Back in late 2019, one of the more persistent headlines in wealth management was fee compression — the idea that, with a bevy of major discount brokerages having just completed their long descent to zero-commission trading, financial advisors across the industry would begin to see a crunch on their own fees.
So naturally, when we fielded our Advisor Benchmarking Study a few months later, we might have expected the data to show advisors adjusting their fee schedules in a scramble to stay competitive. But while those of us in the magazine business certainly like a compelling headline, it turned out the story was quite a bit more complicated, and it goes to the heart of why we engage in research on the advisory industry.
That year, nearly a quarter (24%) of firms adjusted their fee schedules, but not necessarily in the direction we anticipated. Of the firms that made a change, 68% raised their fees. And digging deeper, we found only 63% of these firms made changes across their schedule; many adjusted only for a particular client segment or on a case-by-case basis.
Revenue yield on assets under management, a metric that tracks revenue as a percentage of assets managed, did decline over the latter half of the last decade, falling to 0.71% in 2019 from 0.80% in 2015 and suggesting a drop in actual fees charged even as published fee schedules remained roughly the same. But also between those years, the share of firms serving $1 million-plus relationships rose to 97% from 87%.
Larger clients, of course, are more economical to serve and typically pay a lower fee in percentage terms. Bigger relationships drove down revenue yield but fueled cumulative growth of 27% for the average firm over that four-year span.
So, were advisors facing a fee crunch? Yes, but a small minority of them. Were average AUM fees declining? Yes, but partly because firms were trading up to clients who were more lucrative overall. Was 2019 the beginning of a new pricing war among independent advisory firms? Probably not — revenue yields have since ticked back up and fee adjustments have become even rarer in more recent studies.
And in any case, fee pressures were not holding the industry back from healthy growth.
The point is not that fee compression wasn’t real or that advisors could be complacent about the fees they were charging.
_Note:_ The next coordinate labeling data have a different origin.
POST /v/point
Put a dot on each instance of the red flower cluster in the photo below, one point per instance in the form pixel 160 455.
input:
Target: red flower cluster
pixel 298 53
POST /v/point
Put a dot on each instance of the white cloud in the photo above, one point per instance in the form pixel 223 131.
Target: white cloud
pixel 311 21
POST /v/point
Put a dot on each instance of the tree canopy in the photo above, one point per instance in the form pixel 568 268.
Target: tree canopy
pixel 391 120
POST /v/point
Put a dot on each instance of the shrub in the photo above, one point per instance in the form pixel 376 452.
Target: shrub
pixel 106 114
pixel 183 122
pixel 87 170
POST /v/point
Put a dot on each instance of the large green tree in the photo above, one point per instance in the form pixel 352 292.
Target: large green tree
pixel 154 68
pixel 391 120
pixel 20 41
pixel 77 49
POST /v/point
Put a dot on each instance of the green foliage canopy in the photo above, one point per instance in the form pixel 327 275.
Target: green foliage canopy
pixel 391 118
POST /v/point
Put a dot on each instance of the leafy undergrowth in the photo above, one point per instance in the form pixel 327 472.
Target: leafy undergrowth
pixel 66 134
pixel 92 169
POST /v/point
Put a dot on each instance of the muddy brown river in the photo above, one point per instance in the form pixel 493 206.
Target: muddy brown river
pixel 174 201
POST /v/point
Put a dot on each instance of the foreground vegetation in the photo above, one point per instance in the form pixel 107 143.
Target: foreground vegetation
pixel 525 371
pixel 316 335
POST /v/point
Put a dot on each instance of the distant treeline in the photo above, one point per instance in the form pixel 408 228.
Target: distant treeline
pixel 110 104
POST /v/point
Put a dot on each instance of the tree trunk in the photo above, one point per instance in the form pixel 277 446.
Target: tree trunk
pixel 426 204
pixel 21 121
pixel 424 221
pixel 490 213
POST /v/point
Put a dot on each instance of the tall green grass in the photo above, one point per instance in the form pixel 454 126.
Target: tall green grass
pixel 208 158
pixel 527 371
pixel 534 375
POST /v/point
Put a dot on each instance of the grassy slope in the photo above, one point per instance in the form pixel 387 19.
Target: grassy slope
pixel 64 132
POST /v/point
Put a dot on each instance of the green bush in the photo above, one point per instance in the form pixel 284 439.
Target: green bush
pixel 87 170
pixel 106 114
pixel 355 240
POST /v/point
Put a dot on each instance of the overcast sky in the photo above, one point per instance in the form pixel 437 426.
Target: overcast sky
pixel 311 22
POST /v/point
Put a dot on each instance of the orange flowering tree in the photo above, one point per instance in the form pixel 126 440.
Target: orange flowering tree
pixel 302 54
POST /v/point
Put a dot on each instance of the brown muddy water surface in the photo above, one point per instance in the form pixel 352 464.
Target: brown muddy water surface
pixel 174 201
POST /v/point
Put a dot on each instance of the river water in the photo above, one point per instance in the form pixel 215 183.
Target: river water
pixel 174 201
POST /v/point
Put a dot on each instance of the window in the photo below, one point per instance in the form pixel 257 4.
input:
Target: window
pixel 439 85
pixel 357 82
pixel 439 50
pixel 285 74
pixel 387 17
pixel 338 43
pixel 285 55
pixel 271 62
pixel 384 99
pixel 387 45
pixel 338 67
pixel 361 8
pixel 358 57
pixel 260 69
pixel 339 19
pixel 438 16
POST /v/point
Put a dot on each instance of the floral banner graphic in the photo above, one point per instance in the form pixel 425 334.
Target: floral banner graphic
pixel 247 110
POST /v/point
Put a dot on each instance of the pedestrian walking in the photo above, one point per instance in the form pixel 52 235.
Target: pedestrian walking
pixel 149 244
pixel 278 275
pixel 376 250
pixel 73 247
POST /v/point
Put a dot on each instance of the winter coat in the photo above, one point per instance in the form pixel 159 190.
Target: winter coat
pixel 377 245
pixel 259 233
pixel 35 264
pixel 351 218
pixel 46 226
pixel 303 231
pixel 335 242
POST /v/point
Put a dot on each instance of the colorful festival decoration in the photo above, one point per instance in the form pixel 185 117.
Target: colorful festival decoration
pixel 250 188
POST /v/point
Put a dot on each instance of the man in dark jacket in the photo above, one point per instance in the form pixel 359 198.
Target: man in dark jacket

It’s that there were nuances to the headline trend that required data specific to our industry to uncover, and that even predictions based on sound economic assumptions can play out very differently on the ground.
As we open our annual benchmarking survey for this year, the big headline is inflation. After years of tracking relatively flat advisory compensation in our studies, we will be looking to the data for clues to how firms are handling pay amid rising living costs.
There will be plenty of sources for information on inflation’s impact on wages generally. Already, for example, we know that at a high level, inflation pushed wages up nationwide in 2022.
But how has that translated to advisory practices, with their particular incentive structures, high level of owner operation and exposure to market-based revenue fluctuations? Participants in the survey will be among the first to find out later this year.
The only thing we can promise is that the answer will be a little more complicated than the headline trend.